So, much masking later, I got the black, silver and red detailing done on the body of the helicopter. Gad, that’s hard work on something with so much rivet detail—very difficult to mask effectively without one pesky rivet being right on the edge of the masked region, allowing a tiny leak of paint. I was a little busy with a scalpel blade and a toothpick tidying up edges, but I’ve drawn a veil over that part of the proceedings.
Here are the major components, sprayed up with gloss and ready for the application of decals:
You can see I managed to get a consistent curve on the main rotor blades.

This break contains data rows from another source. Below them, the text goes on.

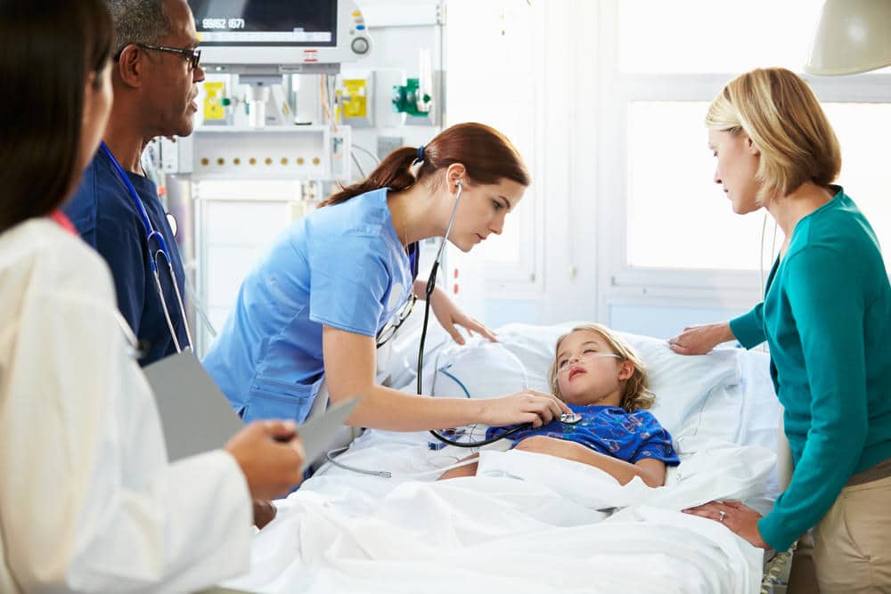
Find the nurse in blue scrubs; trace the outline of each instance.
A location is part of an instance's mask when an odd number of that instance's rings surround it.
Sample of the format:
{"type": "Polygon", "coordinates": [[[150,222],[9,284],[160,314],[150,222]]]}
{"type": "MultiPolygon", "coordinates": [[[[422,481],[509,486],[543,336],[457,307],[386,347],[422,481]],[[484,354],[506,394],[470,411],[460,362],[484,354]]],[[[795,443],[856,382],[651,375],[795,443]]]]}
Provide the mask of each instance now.
{"type": "MultiPolygon", "coordinates": [[[[302,421],[323,379],[334,403],[364,396],[348,420],[358,427],[538,427],[568,411],[533,390],[482,401],[428,398],[375,381],[379,333],[413,296],[424,295],[425,282],[414,279],[418,242],[445,235],[459,191],[449,240],[466,252],[500,234],[529,181],[507,138],[480,124],[452,126],[425,147],[397,149],[367,179],[333,194],[274,241],[245,278],[205,367],[245,421],[302,421]]],[[[494,339],[441,289],[431,299],[456,339],[455,326],[494,339]]]]}

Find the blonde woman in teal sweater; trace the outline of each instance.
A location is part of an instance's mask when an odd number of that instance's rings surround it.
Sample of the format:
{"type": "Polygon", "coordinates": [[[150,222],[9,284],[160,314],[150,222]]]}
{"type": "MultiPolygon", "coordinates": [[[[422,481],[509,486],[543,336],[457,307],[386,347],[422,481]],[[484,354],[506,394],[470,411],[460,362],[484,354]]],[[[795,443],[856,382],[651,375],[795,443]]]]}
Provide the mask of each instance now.
{"type": "Polygon", "coordinates": [[[669,341],[683,354],[764,340],[794,471],[762,517],[737,502],[688,510],[753,545],[788,549],[813,528],[821,591],[891,591],[891,288],[876,235],[844,190],[835,134],[782,69],[730,82],[706,118],[715,182],[733,211],[766,208],[785,241],[764,300],[669,341]]]}

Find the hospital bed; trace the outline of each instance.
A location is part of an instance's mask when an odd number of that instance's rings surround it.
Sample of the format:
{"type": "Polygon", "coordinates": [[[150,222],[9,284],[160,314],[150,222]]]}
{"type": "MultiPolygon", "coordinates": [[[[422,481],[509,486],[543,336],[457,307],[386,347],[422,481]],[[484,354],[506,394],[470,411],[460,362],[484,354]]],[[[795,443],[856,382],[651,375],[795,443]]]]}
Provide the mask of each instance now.
{"type": "MultiPolygon", "coordinates": [[[[486,398],[549,391],[556,338],[572,322],[511,324],[500,342],[459,346],[431,325],[425,392],[486,398]]],[[[379,379],[413,392],[420,332],[405,324],[379,354],[379,379]]],[[[436,482],[468,455],[429,433],[365,431],[323,465],[255,537],[249,574],[224,584],[257,592],[773,592],[789,552],[764,552],[724,526],[679,513],[716,499],[762,513],[778,492],[779,404],[768,357],[740,349],[683,357],[664,340],[623,335],[647,363],[652,412],[682,459],[666,484],[625,486],[575,462],[499,444],[475,477],[436,482]],[[388,478],[380,474],[387,472],[388,478]],[[519,480],[518,480],[519,479],[519,480]]],[[[478,438],[484,427],[470,431],[478,438]]]]}

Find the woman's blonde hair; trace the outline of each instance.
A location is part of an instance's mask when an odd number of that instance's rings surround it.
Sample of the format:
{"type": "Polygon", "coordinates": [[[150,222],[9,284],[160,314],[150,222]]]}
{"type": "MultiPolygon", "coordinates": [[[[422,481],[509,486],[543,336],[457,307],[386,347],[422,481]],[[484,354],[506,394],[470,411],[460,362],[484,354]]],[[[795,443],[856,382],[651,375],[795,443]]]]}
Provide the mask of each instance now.
{"type": "Polygon", "coordinates": [[[841,169],[841,150],[811,87],[782,68],[740,75],[708,107],[710,130],[744,132],[761,151],[756,199],[788,196],[805,182],[826,187],[841,169]]]}
{"type": "Polygon", "coordinates": [[[573,332],[588,330],[596,332],[607,342],[607,346],[614,354],[617,354],[622,361],[628,361],[634,366],[634,372],[625,380],[625,394],[622,395],[622,402],[619,404],[627,412],[634,411],[646,411],[653,405],[655,396],[650,391],[650,377],[647,374],[647,367],[643,364],[640,355],[619,338],[615,332],[601,324],[589,323],[576,326],[571,330],[557,338],[557,345],[554,346],[554,361],[548,372],[548,381],[553,389],[554,395],[563,400],[563,395],[560,391],[560,383],[557,381],[557,355],[560,354],[560,346],[573,332]]]}

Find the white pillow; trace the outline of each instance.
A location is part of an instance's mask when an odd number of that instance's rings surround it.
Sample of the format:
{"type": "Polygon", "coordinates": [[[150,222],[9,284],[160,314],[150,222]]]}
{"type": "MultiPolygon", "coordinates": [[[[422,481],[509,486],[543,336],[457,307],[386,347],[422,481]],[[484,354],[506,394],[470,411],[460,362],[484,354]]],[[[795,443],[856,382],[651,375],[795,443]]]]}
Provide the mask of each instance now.
{"type": "Polygon", "coordinates": [[[526,367],[517,355],[503,343],[485,338],[444,346],[433,367],[429,393],[434,396],[495,398],[528,387],[526,367]]]}
{"type": "MultiPolygon", "coordinates": [[[[492,398],[526,388],[550,393],[547,375],[557,338],[579,323],[508,324],[497,330],[498,343],[472,340],[465,346],[453,343],[443,347],[436,361],[428,359],[425,387],[435,375],[435,388],[430,388],[433,395],[464,395],[459,382],[472,398],[492,398]]],[[[740,378],[738,351],[684,356],[672,352],[662,339],[618,335],[646,363],[656,395],[652,412],[675,441],[696,435],[699,425],[710,418],[723,419],[711,423],[715,426],[711,428],[717,430],[710,435],[736,441],[739,423],[735,419],[742,406],[741,392],[732,389],[740,378]],[[712,406],[708,406],[709,400],[715,400],[712,406]]]]}

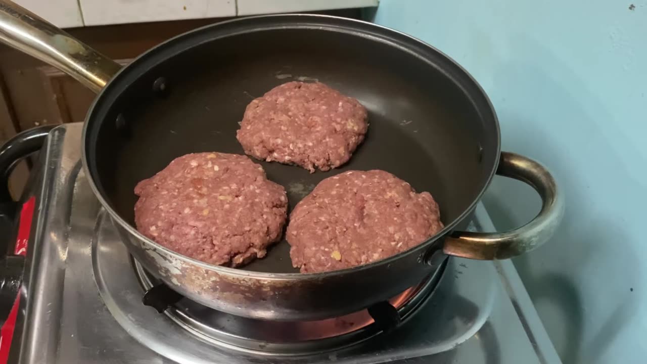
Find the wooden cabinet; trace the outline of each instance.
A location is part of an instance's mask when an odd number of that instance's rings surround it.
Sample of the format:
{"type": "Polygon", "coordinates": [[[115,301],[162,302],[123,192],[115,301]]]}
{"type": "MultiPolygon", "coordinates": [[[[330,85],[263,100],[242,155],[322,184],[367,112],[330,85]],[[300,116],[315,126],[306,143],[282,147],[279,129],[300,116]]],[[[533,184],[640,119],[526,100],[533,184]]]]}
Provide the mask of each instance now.
{"type": "MultiPolygon", "coordinates": [[[[219,19],[197,19],[69,29],[72,36],[125,64],[144,51],[184,32],[219,19]]],[[[94,94],[62,72],[0,44],[0,143],[43,124],[82,122],[94,94]]],[[[21,163],[9,181],[20,196],[28,176],[21,163]]]]}
{"type": "MultiPolygon", "coordinates": [[[[358,19],[360,9],[316,12],[358,19]]],[[[171,37],[226,18],[199,19],[67,29],[72,36],[122,64],[171,37]]],[[[82,122],[94,99],[71,77],[0,44],[0,143],[17,132],[43,124],[82,122]]],[[[14,196],[27,176],[17,168],[10,185],[14,196]]]]}

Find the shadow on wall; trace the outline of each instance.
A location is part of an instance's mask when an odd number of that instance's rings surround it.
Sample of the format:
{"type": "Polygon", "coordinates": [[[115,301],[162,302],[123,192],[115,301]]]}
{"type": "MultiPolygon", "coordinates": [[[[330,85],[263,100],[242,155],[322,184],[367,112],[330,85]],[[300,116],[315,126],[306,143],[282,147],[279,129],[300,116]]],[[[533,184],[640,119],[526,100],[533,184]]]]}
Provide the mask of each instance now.
{"type": "MultiPolygon", "coordinates": [[[[642,209],[626,192],[641,187],[622,163],[623,155],[639,151],[617,145],[618,129],[600,128],[596,121],[613,121],[604,100],[557,55],[530,38],[510,40],[510,49],[488,91],[501,120],[502,150],[548,165],[567,206],[555,237],[514,263],[564,362],[606,361],[641,304],[630,290],[641,286],[641,273],[624,214],[642,209]]],[[[498,179],[484,198],[499,229],[518,226],[538,210],[534,192],[520,185],[498,179]]]]}

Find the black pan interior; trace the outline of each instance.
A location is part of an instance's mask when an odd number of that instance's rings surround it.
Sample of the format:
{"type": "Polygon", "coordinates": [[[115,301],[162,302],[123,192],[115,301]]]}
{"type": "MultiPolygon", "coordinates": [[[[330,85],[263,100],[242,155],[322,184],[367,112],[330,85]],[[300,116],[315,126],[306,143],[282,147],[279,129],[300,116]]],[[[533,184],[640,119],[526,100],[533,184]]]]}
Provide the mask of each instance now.
{"type": "MultiPolygon", "coordinates": [[[[320,81],[356,98],[369,110],[370,126],[339,169],[309,174],[261,163],[285,187],[291,209],[324,178],[382,169],[430,191],[451,225],[489,182],[498,157],[498,124],[482,91],[459,67],[402,34],[298,16],[199,29],[136,60],[90,114],[85,142],[91,175],[133,224],[137,182],[188,153],[242,154],[235,135],[245,106],[295,80],[320,81]]],[[[295,271],[289,250],[281,242],[245,269],[295,271]]]]}

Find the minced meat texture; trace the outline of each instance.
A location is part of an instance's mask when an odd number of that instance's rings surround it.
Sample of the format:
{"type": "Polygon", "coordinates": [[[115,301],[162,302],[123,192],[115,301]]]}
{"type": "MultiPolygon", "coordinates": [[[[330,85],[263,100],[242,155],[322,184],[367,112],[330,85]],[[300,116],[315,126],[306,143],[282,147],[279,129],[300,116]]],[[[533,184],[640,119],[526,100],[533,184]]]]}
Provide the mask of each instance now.
{"type": "Polygon", "coordinates": [[[326,178],[290,215],[287,238],[302,273],[342,269],[395,255],[441,229],[438,205],[383,170],[326,178]]]}
{"type": "Polygon", "coordinates": [[[236,137],[258,159],[325,171],[348,161],[367,117],[358,101],[324,84],[288,82],[247,106],[236,137]]]}
{"type": "Polygon", "coordinates": [[[248,157],[197,153],[174,159],[137,184],[137,230],[182,255],[237,266],[279,240],[285,190],[248,157]]]}

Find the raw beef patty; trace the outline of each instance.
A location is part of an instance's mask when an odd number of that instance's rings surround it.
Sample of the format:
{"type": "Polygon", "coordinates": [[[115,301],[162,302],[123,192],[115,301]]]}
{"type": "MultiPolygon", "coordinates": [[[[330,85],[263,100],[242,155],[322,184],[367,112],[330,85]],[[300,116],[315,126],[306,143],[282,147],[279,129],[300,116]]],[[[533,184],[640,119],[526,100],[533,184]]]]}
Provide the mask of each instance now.
{"type": "Polygon", "coordinates": [[[248,157],[187,154],[137,184],[135,222],[157,244],[207,263],[263,258],[285,223],[285,190],[248,157]]]}
{"type": "Polygon", "coordinates": [[[311,172],[345,163],[368,128],[366,109],[319,82],[288,82],[247,106],[236,134],[245,153],[311,172]]]}
{"type": "Polygon", "coordinates": [[[417,194],[383,170],[349,171],[322,181],[290,215],[287,241],[302,273],[384,259],[443,229],[429,192],[417,194]]]}

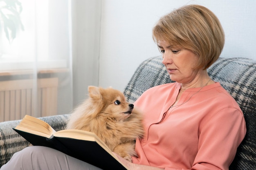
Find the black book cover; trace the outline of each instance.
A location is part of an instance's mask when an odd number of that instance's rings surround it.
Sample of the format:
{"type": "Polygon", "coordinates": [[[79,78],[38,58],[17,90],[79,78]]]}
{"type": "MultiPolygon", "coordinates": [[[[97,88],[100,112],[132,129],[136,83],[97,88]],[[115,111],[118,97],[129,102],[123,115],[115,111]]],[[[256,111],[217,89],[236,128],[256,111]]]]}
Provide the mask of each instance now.
{"type": "Polygon", "coordinates": [[[13,130],[34,146],[53,148],[103,170],[127,170],[96,142],[54,136],[48,138],[13,130]]]}

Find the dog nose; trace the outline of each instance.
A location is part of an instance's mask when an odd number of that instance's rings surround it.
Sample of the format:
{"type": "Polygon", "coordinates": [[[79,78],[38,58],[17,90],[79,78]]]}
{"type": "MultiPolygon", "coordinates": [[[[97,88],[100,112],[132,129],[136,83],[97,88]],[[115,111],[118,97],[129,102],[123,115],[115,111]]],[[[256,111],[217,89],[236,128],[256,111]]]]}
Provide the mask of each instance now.
{"type": "Polygon", "coordinates": [[[133,107],[134,106],[134,105],[132,104],[129,104],[129,106],[132,107],[132,108],[133,108],[133,107]]]}

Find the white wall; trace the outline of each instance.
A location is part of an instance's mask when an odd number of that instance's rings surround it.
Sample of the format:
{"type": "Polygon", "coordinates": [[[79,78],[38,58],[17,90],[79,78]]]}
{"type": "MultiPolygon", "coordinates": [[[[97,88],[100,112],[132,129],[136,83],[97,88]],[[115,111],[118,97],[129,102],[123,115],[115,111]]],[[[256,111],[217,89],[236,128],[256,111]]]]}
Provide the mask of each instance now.
{"type": "Polygon", "coordinates": [[[159,53],[151,30],[159,17],[186,4],[201,4],[219,18],[226,34],[222,56],[256,59],[256,1],[104,0],[101,1],[99,86],[123,90],[136,68],[159,53]]]}

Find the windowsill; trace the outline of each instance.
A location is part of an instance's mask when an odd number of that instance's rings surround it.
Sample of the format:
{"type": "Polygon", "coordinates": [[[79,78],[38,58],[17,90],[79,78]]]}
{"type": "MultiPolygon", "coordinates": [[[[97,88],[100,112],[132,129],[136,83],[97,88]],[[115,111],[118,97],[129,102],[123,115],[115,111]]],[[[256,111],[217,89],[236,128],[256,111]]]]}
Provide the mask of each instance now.
{"type": "Polygon", "coordinates": [[[65,72],[68,70],[65,60],[40,61],[36,67],[31,61],[0,61],[0,76],[31,74],[34,72],[52,73],[65,72]]]}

The “Old 66” decal set is very nice: a lot of detail for the Apollo 13 recovery, and a lot of spare bits and pieces from which you could turn out an Apollo 12 recovery version of the same aircraft. It’s an oddity of the Apollo 13 livery that the port and starboard sides of this aircraft are slightly different—the starboard side seems to have been repainted and then remarked with slightly different stencils, while the port side kept the original Apollo-12-vintage markings.
The decals themselves are quite thick, which is good news for those as hamfisted as me—I managed not to tear any of them! But it also makes them a little difficult to bed down. They also seem to be oddly water-repellent, so that they kept fixing in place just before I had them where I wanted them. Easily enough fixed, however, with another brushload of Micro Set for the final tweak, and then a little bit of kitchen towel to soak away the excess. At this point those damn rivets created more problems—the thick decals were a little reluctant to drape over them, and I got little silver patches of trapped air along the rivet lines. So lots of work with a fine needle, a little cautious thumb pressure to milk out the air, and several applications of Micro Sol. But at the end of the day the decals turned out really well, and I’d certainly rather have a bit of extra work with robust decals than have the things fall apart in my hands during application.
A quick rinse to get ride of the residue of all that Micro Sol, and then another couple of coats of airbrush varnish to seal the decals. This time, I added a little matt to my gloss varnish, to give me a silk finish.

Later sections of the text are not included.